Google late last year brought in Kurian, a longtime Oracle executive, to run the cloud business, a distant No. 3 global cloud provider behind behemoth Amazon Web Services (AWS) and Microsoft Azure. Google executives earlier this month said that the cloud business – which includes both Google Cloud Platform (GCP) and G Suite – hit a run rate of $8 billion, twice the $4 billion announced in 2018.

Kurian has been vocal about the need for Google Cloud to grow its …

… number of enterprise customers if it wants to continue to compete with AWS, Azure and others. The expanded VMware partnership is a step in that direction, putting Google Cloud on par with its rivals, including AWS, which has broad partnerships with VMware.

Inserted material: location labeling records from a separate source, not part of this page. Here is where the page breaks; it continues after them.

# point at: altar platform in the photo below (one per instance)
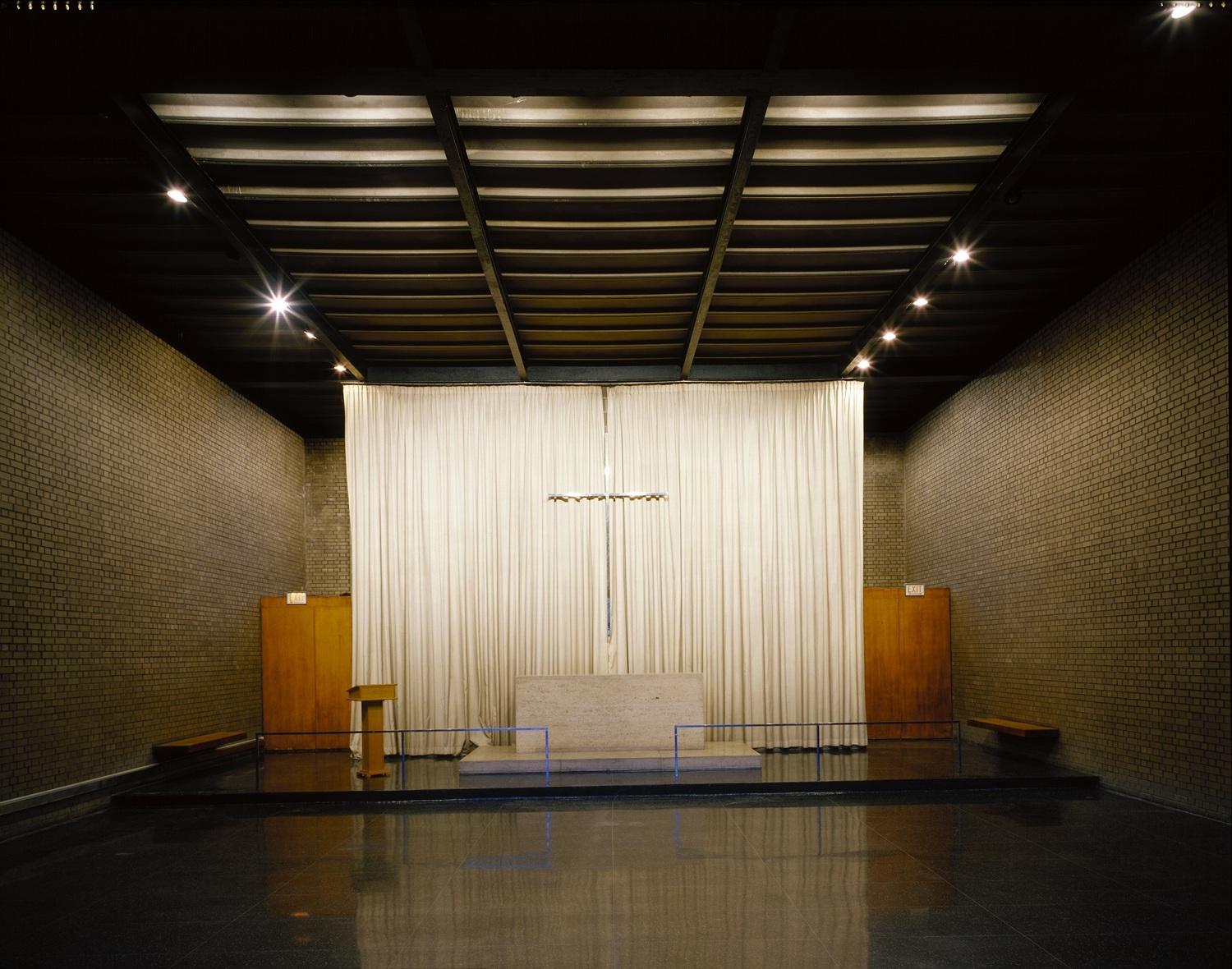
(332, 777)
(721, 755)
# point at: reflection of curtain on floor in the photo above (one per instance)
(752, 572)
(463, 574)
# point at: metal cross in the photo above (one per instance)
(605, 496)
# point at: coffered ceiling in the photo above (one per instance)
(559, 192)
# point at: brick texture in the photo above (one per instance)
(145, 510)
(884, 510)
(327, 517)
(1074, 498)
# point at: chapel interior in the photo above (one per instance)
(986, 243)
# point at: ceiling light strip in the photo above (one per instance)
(742, 160)
(212, 204)
(460, 169)
(1013, 162)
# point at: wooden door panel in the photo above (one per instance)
(288, 673)
(881, 660)
(333, 631)
(924, 634)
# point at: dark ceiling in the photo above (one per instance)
(546, 191)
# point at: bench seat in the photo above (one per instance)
(197, 744)
(1014, 728)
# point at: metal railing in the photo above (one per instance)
(817, 727)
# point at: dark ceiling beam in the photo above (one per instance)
(742, 160)
(460, 169)
(204, 195)
(1005, 172)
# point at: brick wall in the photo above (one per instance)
(145, 508)
(1076, 501)
(327, 517)
(884, 510)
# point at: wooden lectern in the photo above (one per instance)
(371, 698)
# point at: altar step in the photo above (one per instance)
(724, 755)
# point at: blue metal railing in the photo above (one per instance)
(817, 725)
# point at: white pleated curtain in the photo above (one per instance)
(462, 572)
(751, 572)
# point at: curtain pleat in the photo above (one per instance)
(751, 572)
(463, 574)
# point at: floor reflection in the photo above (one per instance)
(884, 760)
(983, 879)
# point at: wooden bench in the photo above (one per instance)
(1014, 728)
(196, 744)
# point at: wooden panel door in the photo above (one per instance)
(924, 655)
(333, 633)
(907, 661)
(288, 675)
(881, 661)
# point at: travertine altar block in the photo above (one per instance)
(616, 712)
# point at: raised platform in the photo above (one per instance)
(885, 766)
(726, 755)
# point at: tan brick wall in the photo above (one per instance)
(884, 510)
(145, 510)
(1074, 498)
(327, 517)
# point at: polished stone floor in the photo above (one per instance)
(981, 880)
(880, 761)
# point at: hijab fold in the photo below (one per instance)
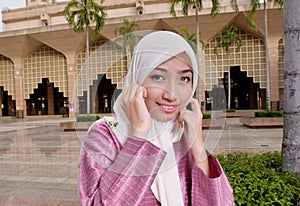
(154, 49)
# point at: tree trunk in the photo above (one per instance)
(268, 103)
(87, 54)
(229, 82)
(291, 131)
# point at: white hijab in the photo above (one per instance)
(154, 49)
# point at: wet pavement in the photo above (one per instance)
(39, 162)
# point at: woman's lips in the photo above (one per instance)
(168, 108)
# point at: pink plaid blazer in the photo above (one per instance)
(114, 174)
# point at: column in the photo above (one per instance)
(273, 74)
(1, 91)
(20, 102)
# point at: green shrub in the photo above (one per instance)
(229, 110)
(206, 116)
(87, 118)
(257, 179)
(269, 114)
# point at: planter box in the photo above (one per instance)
(213, 123)
(255, 122)
(231, 114)
(73, 126)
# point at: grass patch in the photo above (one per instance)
(269, 114)
(87, 118)
(229, 110)
(206, 116)
(258, 179)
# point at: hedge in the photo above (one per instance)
(269, 114)
(87, 118)
(258, 179)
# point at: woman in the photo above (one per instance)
(152, 152)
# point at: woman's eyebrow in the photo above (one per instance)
(160, 69)
(182, 72)
(186, 71)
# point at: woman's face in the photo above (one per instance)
(169, 87)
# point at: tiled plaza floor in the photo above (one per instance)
(39, 162)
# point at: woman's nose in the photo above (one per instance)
(169, 93)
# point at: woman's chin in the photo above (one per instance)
(161, 116)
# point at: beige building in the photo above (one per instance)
(43, 67)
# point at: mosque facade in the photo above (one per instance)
(43, 64)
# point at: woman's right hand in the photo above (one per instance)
(133, 103)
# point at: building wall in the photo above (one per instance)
(26, 32)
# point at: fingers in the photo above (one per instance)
(195, 106)
(132, 94)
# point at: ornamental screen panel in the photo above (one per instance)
(7, 79)
(45, 62)
(105, 58)
(250, 57)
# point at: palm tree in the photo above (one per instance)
(127, 37)
(291, 130)
(255, 4)
(227, 38)
(80, 14)
(198, 5)
(191, 38)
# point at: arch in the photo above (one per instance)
(106, 58)
(7, 80)
(45, 62)
(281, 63)
(250, 58)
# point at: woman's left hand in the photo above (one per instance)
(192, 123)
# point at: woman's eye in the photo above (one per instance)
(157, 77)
(185, 79)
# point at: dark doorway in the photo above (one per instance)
(7, 104)
(245, 94)
(243, 91)
(46, 100)
(102, 96)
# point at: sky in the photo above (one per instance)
(12, 4)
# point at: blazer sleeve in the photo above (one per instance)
(114, 174)
(215, 191)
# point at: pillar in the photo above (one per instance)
(20, 102)
(1, 93)
(274, 76)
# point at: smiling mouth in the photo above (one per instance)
(168, 108)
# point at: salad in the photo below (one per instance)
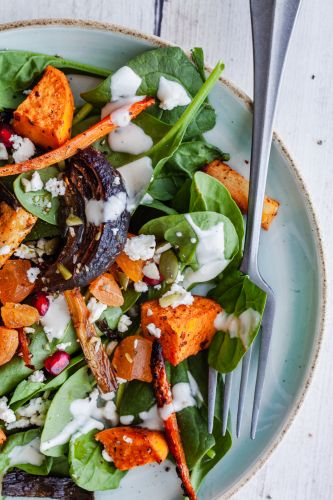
(121, 235)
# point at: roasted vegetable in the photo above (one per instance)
(15, 224)
(185, 330)
(92, 346)
(131, 359)
(74, 145)
(164, 400)
(8, 344)
(89, 249)
(19, 483)
(238, 187)
(131, 447)
(46, 115)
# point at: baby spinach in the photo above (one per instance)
(88, 468)
(22, 439)
(39, 203)
(235, 293)
(78, 386)
(19, 69)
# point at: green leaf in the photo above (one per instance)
(19, 69)
(78, 386)
(37, 202)
(88, 469)
(235, 293)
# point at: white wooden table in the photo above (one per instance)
(302, 466)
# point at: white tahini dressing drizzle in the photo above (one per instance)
(171, 94)
(238, 326)
(124, 83)
(99, 211)
(130, 139)
(209, 253)
(137, 176)
(27, 454)
(86, 417)
(57, 317)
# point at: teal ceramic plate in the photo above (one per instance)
(290, 259)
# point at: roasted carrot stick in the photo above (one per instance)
(72, 146)
(92, 346)
(164, 399)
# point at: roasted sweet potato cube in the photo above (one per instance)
(131, 447)
(46, 115)
(185, 330)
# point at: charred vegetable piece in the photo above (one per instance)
(19, 483)
(92, 346)
(90, 249)
(164, 400)
(132, 447)
(15, 224)
(46, 115)
(75, 144)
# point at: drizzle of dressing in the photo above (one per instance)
(137, 176)
(209, 253)
(56, 318)
(130, 139)
(27, 454)
(238, 326)
(171, 94)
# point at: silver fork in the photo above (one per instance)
(272, 25)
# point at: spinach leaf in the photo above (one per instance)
(23, 439)
(235, 293)
(88, 468)
(19, 69)
(39, 203)
(78, 386)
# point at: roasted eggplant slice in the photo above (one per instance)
(94, 221)
(18, 483)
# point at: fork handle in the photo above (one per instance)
(272, 24)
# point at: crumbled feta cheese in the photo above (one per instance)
(4, 250)
(124, 323)
(32, 274)
(151, 271)
(176, 296)
(56, 187)
(37, 376)
(153, 330)
(140, 287)
(140, 247)
(23, 148)
(96, 309)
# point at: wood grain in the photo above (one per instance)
(301, 468)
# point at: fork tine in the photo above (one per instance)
(266, 335)
(212, 384)
(226, 401)
(242, 389)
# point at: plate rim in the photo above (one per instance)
(322, 274)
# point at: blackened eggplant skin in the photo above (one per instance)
(89, 250)
(18, 483)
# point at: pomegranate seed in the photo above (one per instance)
(56, 363)
(41, 303)
(5, 134)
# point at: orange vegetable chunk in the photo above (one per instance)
(106, 290)
(14, 283)
(131, 447)
(8, 344)
(18, 315)
(185, 330)
(131, 359)
(46, 115)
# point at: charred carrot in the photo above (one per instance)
(71, 147)
(164, 399)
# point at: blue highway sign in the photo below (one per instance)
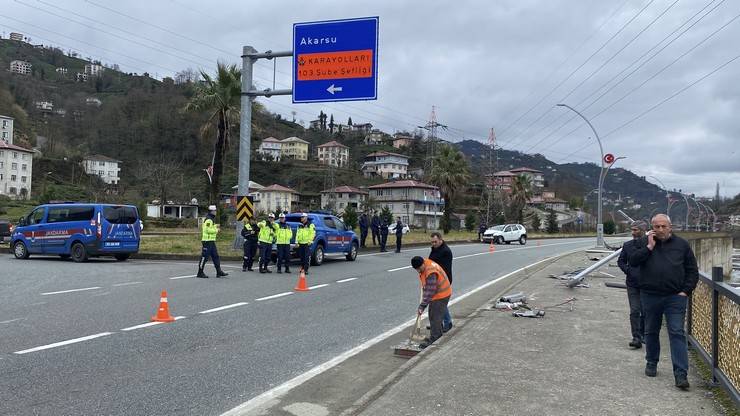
(335, 60)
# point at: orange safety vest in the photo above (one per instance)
(443, 284)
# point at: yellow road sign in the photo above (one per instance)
(244, 208)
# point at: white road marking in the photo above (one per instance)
(62, 343)
(280, 390)
(318, 286)
(487, 252)
(182, 277)
(279, 295)
(71, 290)
(148, 324)
(220, 308)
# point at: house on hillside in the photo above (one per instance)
(16, 167)
(20, 67)
(342, 197)
(271, 147)
(294, 148)
(333, 153)
(416, 203)
(103, 166)
(386, 165)
(6, 129)
(277, 197)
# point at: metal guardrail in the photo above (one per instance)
(713, 329)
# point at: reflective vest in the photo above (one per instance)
(267, 232)
(305, 233)
(209, 229)
(284, 233)
(443, 284)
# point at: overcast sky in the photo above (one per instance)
(483, 64)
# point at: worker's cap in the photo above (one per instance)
(417, 261)
(639, 224)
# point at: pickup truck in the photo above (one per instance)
(333, 237)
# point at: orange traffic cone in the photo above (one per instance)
(163, 313)
(301, 285)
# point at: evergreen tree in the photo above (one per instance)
(536, 223)
(552, 222)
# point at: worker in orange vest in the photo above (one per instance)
(436, 294)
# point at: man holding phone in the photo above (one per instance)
(668, 275)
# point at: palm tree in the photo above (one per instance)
(219, 96)
(450, 174)
(521, 192)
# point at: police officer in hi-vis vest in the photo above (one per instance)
(208, 239)
(249, 233)
(304, 238)
(266, 237)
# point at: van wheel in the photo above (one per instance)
(20, 251)
(79, 253)
(318, 256)
(352, 255)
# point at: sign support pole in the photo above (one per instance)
(249, 56)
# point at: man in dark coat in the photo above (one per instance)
(375, 227)
(442, 255)
(364, 223)
(637, 320)
(668, 275)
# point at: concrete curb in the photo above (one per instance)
(378, 390)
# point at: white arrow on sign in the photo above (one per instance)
(332, 89)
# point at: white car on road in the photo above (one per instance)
(500, 234)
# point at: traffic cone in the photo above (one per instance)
(163, 313)
(301, 285)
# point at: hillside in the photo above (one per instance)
(140, 121)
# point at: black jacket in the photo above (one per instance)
(633, 273)
(668, 269)
(442, 255)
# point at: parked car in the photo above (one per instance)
(5, 230)
(78, 231)
(333, 237)
(500, 234)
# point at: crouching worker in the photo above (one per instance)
(436, 294)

Moor Insights’ Patrick Moorhead

Patrick Moorhead, principal analyst with Moor Insights and Strategy, is taking a wait-and-see approach.

“GCP says it is doing many of the things I believe will help it grow,” Moorhead told Channel Futures. “It has to execute on those things, but I don’t think it has a great track record of listening to enterprise customers and executing on it. Time will tell.”

Still, he added that the news from Google Cloud and VMware is positive, though “for now, AWS will be getting all of VMWare’s new features first. Adding VMware capabilities to every public cloud will be a requirement as VMware is the enterprise, on-prem standard for virtualization. I see this as a good sign for Google Cloud, but it is still 10 times smaller than AWS, four times smaller than Azure, with fewer availability zones, and is known as harder to do business with limited enterprise experience. GCP is known to be a reliable cloud vendor.”